Perancangan Ulang Konstitusi untuk Antisipasi Perkembangan Zaman Diperlukan
Oleh
Susana Rita
·3 menit baca
JAKARTA, KOMPAS - Perkembangan zaman dan teknologi membuat penyusunan ulang Konstitusi Indonesia semakin diperlukan. Penyegaran konsep ideologi negara juga perlu dilakukan.
Menurut Penanggung Jawab Acara Temu Akbar III Mufakat Budaya Indonesia (MBI) 2018 Radhar Panca Dahana, perkembangan dunia modern yang sangat cepat akibat globalisasi membuat seluruh aspek kehidupan berbangsa dan bernegara di Indonesia juga mengalami perubahan. Evolusi ini juga perlu dilakukan pada konsep Konstitusi di Indonesia, Undang-Undang Dasar 1945 (UUD 45) yang kini sudah kurang sesuai dengan dunia modern.

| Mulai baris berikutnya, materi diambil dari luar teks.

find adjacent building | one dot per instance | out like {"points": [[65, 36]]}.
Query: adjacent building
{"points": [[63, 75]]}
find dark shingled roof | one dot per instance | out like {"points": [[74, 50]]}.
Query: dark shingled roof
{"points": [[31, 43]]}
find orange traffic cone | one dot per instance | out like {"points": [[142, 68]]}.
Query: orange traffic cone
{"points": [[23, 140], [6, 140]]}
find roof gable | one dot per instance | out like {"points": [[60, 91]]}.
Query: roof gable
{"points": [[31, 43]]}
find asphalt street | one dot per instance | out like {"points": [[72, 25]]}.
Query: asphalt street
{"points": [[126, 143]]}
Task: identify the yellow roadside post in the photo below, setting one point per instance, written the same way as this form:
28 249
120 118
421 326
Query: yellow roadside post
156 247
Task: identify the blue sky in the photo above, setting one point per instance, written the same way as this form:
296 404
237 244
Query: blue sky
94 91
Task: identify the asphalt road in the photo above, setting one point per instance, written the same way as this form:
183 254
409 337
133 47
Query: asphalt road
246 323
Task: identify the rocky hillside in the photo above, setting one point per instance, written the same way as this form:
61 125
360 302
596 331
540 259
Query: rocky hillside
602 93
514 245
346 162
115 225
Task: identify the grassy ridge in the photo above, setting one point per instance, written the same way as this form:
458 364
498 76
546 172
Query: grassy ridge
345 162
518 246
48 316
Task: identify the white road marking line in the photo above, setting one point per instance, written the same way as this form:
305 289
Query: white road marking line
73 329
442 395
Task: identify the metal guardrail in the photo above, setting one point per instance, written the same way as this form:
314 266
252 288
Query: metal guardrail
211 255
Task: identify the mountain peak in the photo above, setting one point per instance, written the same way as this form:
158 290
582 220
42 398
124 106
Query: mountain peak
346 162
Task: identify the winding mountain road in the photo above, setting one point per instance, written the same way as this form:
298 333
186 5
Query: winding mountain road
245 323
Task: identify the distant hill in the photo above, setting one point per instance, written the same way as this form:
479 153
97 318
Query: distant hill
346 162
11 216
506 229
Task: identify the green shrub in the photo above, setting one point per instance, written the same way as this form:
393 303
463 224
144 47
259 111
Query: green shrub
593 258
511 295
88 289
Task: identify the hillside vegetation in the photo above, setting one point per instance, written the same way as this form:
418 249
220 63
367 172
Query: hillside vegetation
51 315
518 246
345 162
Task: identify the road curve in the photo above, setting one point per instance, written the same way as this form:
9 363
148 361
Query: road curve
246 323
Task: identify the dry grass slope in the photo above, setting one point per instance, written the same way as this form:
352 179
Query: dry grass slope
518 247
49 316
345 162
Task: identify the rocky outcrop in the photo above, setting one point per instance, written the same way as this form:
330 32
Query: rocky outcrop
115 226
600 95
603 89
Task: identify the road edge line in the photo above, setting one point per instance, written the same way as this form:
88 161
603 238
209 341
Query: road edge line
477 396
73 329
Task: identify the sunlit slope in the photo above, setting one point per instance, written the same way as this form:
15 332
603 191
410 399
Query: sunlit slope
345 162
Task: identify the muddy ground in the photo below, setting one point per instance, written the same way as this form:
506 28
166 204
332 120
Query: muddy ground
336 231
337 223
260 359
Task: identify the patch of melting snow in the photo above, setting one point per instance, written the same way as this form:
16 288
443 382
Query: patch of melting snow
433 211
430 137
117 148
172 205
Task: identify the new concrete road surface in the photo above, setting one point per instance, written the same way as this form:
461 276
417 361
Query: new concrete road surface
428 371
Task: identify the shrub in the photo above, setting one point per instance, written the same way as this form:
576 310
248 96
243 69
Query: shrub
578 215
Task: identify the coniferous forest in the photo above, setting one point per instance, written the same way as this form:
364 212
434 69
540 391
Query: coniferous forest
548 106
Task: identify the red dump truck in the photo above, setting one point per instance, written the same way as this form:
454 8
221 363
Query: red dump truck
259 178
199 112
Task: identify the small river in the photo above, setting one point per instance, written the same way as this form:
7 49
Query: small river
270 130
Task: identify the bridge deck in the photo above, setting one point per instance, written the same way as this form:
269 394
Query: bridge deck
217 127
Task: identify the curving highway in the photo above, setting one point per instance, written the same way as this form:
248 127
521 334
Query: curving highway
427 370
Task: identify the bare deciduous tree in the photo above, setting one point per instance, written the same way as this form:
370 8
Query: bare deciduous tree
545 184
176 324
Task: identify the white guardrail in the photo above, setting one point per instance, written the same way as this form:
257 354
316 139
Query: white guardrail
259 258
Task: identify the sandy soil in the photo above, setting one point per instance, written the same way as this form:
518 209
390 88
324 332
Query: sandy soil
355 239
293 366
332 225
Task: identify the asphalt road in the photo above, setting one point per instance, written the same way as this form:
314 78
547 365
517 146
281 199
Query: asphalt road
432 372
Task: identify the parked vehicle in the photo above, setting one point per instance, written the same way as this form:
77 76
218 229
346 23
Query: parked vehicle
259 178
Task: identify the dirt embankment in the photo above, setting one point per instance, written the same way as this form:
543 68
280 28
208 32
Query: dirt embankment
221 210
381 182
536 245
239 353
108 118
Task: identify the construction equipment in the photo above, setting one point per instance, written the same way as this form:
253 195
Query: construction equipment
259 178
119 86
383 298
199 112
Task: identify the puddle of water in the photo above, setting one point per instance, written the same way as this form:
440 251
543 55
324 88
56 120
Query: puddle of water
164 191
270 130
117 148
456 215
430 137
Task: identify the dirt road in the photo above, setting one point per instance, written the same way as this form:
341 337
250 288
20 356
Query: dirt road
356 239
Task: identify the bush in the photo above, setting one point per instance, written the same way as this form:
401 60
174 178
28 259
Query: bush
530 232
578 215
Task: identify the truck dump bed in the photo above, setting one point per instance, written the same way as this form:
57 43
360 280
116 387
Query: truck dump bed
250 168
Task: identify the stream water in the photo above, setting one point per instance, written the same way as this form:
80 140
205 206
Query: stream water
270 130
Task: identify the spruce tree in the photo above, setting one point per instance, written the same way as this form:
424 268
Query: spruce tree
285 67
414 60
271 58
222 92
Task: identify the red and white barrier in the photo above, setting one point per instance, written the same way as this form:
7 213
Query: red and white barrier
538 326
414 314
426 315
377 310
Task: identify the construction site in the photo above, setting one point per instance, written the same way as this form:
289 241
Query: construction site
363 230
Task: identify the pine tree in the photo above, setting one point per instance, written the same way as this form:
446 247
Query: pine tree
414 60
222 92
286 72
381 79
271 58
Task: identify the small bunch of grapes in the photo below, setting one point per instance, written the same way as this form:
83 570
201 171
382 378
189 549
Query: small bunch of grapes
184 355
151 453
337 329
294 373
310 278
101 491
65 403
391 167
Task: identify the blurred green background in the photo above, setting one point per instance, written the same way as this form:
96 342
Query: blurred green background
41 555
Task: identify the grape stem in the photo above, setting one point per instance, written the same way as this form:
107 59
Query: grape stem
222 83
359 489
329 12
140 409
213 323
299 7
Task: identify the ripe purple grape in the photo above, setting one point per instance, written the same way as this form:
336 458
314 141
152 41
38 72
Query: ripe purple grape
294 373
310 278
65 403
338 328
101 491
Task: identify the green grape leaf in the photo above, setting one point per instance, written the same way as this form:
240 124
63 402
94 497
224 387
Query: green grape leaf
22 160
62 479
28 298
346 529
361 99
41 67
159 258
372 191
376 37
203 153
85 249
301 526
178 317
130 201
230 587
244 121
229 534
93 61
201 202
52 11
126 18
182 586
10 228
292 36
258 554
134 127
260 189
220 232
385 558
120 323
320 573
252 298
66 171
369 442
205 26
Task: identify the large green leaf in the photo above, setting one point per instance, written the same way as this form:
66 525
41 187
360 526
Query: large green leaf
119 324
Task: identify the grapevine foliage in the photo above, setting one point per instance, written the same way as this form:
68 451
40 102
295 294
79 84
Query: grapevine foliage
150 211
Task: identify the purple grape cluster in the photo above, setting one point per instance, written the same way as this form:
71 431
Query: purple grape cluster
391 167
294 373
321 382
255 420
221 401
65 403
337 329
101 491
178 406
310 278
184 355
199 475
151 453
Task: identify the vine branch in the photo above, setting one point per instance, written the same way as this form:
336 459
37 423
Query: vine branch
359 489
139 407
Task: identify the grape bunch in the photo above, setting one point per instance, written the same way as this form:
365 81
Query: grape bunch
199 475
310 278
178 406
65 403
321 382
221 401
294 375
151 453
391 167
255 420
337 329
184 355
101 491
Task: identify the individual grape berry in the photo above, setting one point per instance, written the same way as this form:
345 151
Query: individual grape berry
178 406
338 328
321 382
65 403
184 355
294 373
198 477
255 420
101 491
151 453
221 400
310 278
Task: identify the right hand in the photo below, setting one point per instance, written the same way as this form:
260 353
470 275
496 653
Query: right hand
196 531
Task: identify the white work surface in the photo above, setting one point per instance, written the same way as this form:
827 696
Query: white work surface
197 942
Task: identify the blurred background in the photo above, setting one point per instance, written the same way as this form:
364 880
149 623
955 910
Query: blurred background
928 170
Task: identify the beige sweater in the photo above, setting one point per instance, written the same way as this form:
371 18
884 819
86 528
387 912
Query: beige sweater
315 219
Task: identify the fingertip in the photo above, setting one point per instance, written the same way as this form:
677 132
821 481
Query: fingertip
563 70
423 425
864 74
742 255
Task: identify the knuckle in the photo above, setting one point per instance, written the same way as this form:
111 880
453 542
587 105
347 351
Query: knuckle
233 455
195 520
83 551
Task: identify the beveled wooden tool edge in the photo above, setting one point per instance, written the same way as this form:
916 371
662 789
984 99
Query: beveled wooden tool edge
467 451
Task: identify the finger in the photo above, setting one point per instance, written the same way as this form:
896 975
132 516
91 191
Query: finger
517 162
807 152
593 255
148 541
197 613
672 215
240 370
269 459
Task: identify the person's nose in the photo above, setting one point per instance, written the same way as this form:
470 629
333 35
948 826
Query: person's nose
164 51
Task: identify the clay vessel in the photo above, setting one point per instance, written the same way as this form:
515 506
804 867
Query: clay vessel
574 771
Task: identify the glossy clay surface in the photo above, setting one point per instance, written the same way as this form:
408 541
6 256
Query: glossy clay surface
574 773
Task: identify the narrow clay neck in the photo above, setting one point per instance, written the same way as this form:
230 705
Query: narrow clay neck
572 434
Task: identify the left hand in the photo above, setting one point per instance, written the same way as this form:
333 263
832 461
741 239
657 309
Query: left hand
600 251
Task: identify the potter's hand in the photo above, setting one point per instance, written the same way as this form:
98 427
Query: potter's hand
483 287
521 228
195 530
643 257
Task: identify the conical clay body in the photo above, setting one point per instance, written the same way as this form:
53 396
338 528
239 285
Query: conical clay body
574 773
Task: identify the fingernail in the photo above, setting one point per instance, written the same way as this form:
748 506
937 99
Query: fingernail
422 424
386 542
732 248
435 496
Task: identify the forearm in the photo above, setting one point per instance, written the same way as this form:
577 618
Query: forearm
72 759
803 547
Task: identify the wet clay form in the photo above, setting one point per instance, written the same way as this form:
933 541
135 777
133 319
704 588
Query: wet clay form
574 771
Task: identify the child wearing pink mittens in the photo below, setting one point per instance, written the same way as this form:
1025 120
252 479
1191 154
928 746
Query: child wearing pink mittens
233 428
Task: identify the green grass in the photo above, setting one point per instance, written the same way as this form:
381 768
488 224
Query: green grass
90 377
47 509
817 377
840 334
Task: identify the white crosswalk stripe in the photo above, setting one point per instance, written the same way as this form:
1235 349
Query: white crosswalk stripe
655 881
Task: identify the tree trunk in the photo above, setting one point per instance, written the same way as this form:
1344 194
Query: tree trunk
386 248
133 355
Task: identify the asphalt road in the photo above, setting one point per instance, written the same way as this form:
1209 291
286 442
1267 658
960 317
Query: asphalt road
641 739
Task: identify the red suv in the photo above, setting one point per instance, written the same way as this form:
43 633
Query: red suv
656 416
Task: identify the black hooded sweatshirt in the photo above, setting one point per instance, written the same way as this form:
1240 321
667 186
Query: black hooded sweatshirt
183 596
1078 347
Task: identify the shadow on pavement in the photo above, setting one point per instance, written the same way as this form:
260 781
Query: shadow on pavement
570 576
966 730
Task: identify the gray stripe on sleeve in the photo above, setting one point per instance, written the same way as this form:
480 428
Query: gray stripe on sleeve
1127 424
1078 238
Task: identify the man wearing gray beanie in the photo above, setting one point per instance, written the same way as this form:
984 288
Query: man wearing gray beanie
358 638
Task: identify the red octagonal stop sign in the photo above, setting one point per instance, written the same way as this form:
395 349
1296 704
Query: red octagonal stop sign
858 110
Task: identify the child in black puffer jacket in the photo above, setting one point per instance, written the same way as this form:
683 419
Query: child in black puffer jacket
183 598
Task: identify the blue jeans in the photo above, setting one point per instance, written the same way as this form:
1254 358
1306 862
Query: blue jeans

Radhar mengungkapkan, beberapa nilai dalam UUD 45 sudah tidak relevan dengan era modern. Penyusunan ulang diharapkan mampu memperjelas identitas bangsa Indonesia.
"Kalau Konstitusi negara jelas, pengelolaan negara juga akan jelas dan efektif," katanya.
Ketua Sidang Komisi Konstitusi MBI Refly Harun mengungkapkan, hasil sidang menghasilkan usulan penataan ulang UUD 45 yang berdasarkan pada prinsip konstitusi modern, yaitu demokratis, pluralis, dan mampu menjawab perkembangan ilmu pengetahuan dan teknologi.
Beberapa nilai dalam UUD 45 sudah tidak relevan dengan era modern. Penyusunan ulang diharapkan mampu memperjelas identitas bangsa Indonesia.
Menurut Refly, saat ini UUD 45 kurang tertata dan memuat aturan yang tumpang tindih. Ia mencontohkan lembaga legislatif seperti DPR yang memiliki wewenang yang amat kuat sementara MPR tidak memiliki otoritas sama sekali dan bahkan cenderung tidak bekerja.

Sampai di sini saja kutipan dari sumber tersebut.